Control reasoning depth

The reasoning_effort parameter controls how thoroughly the model reasons through a problem.
ValueBehavior
lowFaster responses, less thorough reasoning
mediumBalanced (default)
highSlower responses, more thorough reasoning
Pass reasoning_effort through extra_body since it extends the standard OpenAI API:
from openai import OpenAI
import os

client = OpenAI(
    base_url="https://inference.baseten.co/v1",
    api_key=os.environ.get("BASETEN_API_KEY")
)

response = client.chat.completions.create(
    model="deepseek-ai/DeepSeek-V3.2",
    messages=[
        {"role": "user", "content": "What is the sum of the first 100 prime numbers?"}
    ],
    extra_body={"reasoning_effort": "high"}  
)

print(response.choices[0].message.content)

Parse the response

The model’s thinking process appears in reasoning_content, separate from the final answer in content.
{
  "choices": [
    {
      "message": {
        "role": "assistant",
        "content": "The sum of the first 100 prime numbers is 24,133.",
        "reasoning_content": "Let me work through this step by step.
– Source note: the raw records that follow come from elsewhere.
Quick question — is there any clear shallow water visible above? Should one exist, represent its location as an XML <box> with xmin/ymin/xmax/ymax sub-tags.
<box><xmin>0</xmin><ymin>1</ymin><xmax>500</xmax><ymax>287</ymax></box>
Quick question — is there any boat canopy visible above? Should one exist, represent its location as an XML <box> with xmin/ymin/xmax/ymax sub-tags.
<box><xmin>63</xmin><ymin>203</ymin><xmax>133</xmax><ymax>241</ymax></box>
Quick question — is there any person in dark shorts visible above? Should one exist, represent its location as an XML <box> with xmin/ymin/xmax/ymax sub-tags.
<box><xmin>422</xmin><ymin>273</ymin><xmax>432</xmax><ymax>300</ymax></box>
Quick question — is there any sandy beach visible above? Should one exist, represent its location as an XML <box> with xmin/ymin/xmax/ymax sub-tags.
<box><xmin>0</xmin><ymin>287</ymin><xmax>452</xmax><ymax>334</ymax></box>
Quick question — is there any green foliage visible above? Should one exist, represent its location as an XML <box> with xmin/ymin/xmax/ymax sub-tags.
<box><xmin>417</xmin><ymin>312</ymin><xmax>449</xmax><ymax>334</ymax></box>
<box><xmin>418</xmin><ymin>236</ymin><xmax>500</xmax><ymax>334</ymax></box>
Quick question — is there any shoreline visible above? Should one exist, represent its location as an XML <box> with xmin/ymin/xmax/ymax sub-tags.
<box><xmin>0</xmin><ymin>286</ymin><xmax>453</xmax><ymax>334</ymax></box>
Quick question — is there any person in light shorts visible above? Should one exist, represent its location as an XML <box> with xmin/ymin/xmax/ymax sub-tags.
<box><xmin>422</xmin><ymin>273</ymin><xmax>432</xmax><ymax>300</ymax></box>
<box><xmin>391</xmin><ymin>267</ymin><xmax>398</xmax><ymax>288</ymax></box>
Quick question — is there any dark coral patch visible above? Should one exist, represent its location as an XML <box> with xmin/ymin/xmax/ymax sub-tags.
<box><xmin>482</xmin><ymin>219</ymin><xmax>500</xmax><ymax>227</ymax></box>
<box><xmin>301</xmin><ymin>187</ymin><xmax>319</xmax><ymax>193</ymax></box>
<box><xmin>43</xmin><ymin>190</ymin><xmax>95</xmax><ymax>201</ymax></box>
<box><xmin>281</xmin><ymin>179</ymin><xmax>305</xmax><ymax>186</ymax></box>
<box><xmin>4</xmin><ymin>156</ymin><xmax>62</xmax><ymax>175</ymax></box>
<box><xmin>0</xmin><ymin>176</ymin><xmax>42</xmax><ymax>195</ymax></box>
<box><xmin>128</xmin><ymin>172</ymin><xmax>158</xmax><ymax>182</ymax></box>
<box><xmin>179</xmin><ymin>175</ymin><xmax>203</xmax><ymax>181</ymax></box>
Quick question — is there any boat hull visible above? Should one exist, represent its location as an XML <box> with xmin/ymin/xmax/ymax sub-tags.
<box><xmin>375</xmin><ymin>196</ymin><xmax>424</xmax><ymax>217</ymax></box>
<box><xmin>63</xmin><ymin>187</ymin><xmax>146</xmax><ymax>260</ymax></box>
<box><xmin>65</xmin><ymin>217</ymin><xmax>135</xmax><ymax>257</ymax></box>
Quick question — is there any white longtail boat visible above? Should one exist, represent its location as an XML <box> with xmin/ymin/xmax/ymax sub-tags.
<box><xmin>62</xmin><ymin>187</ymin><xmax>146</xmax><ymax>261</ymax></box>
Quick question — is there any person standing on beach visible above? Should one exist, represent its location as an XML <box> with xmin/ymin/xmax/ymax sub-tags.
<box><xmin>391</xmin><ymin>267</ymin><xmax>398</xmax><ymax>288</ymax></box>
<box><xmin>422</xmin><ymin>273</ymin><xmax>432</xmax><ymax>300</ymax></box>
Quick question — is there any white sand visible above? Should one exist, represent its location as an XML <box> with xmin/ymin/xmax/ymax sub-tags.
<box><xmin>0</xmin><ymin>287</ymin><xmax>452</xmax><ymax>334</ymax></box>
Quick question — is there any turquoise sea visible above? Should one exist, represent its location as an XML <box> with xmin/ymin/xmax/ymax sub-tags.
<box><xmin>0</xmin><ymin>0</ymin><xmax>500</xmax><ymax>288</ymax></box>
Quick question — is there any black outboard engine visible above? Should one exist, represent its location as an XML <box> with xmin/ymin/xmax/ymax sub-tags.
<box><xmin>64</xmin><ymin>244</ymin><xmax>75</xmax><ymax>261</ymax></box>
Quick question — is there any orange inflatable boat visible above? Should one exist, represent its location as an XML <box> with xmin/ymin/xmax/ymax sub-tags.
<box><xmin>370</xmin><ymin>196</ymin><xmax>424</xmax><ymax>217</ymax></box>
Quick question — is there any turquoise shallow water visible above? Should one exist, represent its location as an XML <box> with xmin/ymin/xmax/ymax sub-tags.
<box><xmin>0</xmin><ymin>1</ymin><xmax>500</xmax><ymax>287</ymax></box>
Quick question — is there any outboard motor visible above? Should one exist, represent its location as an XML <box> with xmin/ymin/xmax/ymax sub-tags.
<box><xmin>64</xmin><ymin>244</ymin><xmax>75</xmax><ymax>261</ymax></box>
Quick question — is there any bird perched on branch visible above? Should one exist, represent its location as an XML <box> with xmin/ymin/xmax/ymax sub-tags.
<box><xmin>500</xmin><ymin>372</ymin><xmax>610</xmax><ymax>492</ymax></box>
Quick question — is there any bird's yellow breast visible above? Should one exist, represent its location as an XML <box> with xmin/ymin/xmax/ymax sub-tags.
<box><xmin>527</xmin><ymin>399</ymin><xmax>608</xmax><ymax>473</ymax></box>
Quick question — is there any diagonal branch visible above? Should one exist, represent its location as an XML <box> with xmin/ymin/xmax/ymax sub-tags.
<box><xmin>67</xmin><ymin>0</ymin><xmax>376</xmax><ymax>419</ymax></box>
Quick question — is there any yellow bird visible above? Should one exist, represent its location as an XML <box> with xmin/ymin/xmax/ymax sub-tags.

The first prime number is 2..."
      }
    }
  ],
  "usage": {
    "prompt_tokens": 18,
    "completion_tokens": 245,
    "total_tokens": 263,
    "completion_tokens_details": {
      "reasoning_tokens": 198
    }
  }
}
The reasoning_tokens field in completion_tokens_details shows how many tokens the model used for reasoning. These tokens count toward your total usage and billing.

Decide when to reason

Reasoning improves quality for tasks that benefit from step-by-step thinking: mathematical calculations, multi-step logic problems, code generation with complex requirements, and analysis requiring multiple considerations. For straightforward tasks like simple Q&A or text generation, reasoning adds latency and token cost without improving quality. In these cases, use a model without reasoning support or set reasoning_effort to low.